The point of the dashi is not mere entertainment though. It is paid for, maintained and housed by the local residents in the neighborhood it represents, making it far too expensive to be a thing for simple fun. Instead, it is purposefully made to be as big and cumbersome as possible, in an effort to involve as many local people as possible in its maintenance and handling. It isn’t merely expensive and dangerous by accident, it is supposed to be! The real objective of course, is to create, maintain and train a cohesive social community where everyone from the smallest children to the oldest residents are both welcome and needed. This constant training, this constant communication and decision making, fund raising and operation glues the community together in a way that would be impossible in any other form. Having a socially cohesive and functioning community in peace time is vital in times of war or natural disaster, and the dashi becomes the focal point for this community building and training. In the countryside this happens naturally at the farmers associations and cooperatives that all farmers, hunters and livestock keepers in Japan must be a member of. You won’t get far in Japan trying to do things alone, and the lone wolf is just a short step from social outcast. In the city where there is a more competitive commercial atmosphere, the people are even more dependent on this sort of training to build a community that can guarantee their survival in difficult situations. Obviously, city people are many hundred times vulnerable to natural disasters than people in the countryside. I saw this social structure in full working order when I visited the tsunami hit regions of the north west in March and April 2011. I am quite sure that things would have been worse for everyone if people had not had this constant training and community spirit.

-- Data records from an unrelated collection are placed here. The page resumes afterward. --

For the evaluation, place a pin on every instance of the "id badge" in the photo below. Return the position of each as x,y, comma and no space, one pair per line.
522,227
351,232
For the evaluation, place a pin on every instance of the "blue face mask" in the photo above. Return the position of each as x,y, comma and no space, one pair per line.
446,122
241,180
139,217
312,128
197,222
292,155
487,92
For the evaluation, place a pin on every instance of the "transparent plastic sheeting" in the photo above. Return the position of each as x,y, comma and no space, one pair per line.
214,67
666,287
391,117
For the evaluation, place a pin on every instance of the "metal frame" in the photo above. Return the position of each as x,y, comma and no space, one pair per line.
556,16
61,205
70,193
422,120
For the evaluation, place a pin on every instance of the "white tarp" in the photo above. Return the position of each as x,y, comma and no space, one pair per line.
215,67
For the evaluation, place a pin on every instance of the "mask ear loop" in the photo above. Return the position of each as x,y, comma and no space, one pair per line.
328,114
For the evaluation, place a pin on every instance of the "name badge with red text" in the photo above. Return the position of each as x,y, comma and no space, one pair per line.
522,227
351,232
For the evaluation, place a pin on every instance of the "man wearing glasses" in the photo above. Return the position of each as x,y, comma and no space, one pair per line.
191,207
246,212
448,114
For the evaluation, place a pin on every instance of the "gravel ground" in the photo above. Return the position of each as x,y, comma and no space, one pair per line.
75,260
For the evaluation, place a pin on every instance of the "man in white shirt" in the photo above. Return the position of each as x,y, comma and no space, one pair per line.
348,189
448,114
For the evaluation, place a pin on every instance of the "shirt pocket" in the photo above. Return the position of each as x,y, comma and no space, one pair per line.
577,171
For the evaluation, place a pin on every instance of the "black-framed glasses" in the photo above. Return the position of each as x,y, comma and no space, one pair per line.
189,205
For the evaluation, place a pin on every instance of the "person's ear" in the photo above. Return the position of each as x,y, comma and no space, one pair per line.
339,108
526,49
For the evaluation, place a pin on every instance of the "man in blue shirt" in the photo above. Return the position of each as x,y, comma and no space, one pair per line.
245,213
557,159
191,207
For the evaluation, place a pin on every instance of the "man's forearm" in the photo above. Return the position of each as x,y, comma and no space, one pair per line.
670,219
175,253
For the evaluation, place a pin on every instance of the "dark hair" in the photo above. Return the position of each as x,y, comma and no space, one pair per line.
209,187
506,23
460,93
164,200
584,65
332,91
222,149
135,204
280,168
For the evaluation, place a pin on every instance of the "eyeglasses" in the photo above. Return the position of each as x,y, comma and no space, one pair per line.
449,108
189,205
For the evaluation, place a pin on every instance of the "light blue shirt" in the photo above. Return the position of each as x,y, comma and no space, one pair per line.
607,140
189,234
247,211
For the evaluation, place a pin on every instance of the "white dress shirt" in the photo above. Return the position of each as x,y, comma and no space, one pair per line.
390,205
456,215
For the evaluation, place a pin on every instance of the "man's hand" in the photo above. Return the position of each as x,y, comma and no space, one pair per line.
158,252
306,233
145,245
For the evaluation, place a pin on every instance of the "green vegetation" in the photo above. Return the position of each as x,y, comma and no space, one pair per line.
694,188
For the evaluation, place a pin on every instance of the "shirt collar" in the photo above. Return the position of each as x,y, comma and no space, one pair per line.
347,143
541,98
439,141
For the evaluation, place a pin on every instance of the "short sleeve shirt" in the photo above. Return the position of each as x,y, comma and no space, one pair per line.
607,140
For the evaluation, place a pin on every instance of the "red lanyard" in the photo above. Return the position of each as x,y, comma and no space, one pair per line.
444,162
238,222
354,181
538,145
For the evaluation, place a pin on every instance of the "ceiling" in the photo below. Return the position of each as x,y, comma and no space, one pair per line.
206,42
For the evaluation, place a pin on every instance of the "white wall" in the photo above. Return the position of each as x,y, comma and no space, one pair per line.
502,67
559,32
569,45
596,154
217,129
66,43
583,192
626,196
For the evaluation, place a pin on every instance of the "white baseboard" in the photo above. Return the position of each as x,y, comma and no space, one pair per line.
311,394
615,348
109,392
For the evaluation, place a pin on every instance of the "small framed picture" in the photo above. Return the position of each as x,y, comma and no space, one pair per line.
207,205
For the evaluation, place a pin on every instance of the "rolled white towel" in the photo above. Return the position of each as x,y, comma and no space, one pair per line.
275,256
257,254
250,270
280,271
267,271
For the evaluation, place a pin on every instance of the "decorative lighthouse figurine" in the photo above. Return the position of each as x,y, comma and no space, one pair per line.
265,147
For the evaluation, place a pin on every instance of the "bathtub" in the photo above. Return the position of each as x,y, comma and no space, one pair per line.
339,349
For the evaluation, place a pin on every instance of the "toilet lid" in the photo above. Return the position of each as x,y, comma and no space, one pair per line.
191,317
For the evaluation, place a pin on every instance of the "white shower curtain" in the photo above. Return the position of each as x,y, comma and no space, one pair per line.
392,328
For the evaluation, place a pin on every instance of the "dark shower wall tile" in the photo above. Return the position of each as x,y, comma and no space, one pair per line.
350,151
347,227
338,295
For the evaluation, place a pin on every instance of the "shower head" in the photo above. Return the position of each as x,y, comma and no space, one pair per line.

I am sorry for the blurry poorly exposed photos in this series, but I was entering the street just as the huge dashi and the dozens of people attending to it sprung into action, and people running to take up their positions. It is a fantastic thing to be near one of these as they come rumbling at full speed (slightly slower than a leisurely stroll for the average pensioner…) down the street. It is a little bit like watching a well oiled crew operating an old sailing ship!